A: Not necessarily. A high RCRI score means the cardiac risk is elevated, but the decision to proceed depends on the urgency and expected benefit of the surgery, the availability of risk-reduction strategies (beta-blockers, closer monitoring, ICU care), and whether the underlying cardiac conditions can be optimized first. Emergency and cancer surgeries often proceed despite elevated risk, with enhanced perioperative monitoring. This is a conversation between you, your surgeon, your anesthesiologist, and potentially a cardiologist.

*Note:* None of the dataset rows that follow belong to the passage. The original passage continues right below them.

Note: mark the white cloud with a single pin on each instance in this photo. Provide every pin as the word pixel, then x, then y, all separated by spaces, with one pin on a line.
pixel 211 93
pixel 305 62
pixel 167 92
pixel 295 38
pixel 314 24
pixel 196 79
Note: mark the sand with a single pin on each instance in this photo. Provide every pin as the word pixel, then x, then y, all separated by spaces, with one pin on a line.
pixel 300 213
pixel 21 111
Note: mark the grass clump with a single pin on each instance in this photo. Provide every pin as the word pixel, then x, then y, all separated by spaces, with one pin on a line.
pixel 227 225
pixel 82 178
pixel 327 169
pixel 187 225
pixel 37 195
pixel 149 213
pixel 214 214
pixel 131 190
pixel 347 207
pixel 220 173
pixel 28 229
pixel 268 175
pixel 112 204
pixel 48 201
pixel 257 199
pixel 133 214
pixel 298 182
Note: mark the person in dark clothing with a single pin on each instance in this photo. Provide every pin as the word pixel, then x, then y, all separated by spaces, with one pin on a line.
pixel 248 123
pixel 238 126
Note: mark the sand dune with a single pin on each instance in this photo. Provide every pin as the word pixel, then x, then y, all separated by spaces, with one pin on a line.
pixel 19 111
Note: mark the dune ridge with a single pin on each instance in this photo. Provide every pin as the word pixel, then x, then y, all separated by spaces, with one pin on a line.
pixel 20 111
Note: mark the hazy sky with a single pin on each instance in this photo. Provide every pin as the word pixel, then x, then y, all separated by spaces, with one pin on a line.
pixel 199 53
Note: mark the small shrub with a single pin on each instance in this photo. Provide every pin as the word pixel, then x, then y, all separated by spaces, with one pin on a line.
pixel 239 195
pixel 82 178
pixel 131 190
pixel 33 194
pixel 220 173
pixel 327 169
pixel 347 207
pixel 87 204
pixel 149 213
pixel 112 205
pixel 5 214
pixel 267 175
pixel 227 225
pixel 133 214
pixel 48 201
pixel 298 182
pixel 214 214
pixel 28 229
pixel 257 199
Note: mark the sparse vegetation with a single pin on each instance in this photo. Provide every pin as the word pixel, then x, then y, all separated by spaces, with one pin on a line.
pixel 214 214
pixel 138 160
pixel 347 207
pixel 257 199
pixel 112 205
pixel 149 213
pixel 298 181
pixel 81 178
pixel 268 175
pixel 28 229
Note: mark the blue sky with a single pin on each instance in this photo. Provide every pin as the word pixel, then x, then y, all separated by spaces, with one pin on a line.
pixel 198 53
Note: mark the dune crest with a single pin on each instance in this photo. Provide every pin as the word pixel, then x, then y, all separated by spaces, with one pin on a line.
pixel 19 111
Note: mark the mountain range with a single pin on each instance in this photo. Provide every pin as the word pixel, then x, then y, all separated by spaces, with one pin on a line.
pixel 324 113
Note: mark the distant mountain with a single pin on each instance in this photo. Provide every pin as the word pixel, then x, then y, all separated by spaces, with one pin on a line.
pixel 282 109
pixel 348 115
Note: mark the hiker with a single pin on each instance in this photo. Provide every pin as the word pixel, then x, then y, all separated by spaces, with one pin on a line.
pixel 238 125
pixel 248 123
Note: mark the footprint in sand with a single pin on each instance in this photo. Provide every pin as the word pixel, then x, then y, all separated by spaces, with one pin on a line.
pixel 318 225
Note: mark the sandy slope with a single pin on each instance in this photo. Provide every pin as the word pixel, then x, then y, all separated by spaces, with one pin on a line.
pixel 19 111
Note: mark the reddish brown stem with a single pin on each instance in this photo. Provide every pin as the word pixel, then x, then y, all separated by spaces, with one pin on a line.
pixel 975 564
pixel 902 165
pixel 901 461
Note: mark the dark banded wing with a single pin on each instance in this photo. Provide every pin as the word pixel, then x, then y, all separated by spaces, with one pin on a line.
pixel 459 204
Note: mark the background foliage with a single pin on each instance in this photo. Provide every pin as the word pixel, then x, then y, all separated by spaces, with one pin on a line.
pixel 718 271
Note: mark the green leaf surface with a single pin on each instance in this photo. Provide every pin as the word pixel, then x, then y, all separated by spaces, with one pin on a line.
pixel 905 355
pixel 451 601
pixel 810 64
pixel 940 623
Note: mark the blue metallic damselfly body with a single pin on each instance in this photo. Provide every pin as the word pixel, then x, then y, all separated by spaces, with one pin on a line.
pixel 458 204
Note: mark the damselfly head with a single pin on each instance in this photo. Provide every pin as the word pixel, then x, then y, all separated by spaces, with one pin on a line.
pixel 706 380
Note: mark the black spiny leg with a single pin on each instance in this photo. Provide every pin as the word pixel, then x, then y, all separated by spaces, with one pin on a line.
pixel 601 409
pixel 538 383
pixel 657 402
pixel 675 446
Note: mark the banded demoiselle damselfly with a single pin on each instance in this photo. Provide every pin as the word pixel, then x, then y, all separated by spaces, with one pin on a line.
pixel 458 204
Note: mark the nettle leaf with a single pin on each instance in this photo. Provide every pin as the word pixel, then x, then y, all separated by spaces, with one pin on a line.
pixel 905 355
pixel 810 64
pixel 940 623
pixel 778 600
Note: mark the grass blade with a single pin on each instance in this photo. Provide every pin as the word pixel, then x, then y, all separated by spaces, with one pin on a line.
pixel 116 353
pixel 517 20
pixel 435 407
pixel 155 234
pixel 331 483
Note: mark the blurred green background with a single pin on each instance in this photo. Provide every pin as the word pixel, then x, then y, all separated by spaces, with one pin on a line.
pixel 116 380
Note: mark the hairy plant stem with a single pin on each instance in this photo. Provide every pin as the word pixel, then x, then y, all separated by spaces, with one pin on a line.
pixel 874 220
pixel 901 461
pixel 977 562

**Q: Does the RCRI apply to cardiac surgery?**

A: No. The RCRI was specifically developed for and validated in non-cardiac surgery. Patients undergoing cardiac surgery (CABG, valve replacement, etc.) have entirely different risk profiles and are assessed using tools like the STS (Society of Thoracic Surgeons) risk score or EuroSCORE II.

**Q: My score is 0, do I still need preoperative testing?**

A: With an RCRI of 0 and good functional capacity (able to climb 2 flights of stairs or walk up a hill without symptoms), additional cardiac testing is generally not recommended. A preoperative ECG may be reasonable for patients over 65 or those with known cardiovascular risk factors. The key principle: only order tests if the results will change your management. Testing for the sake of testing can lead to unnecessary delays and false-positive findings.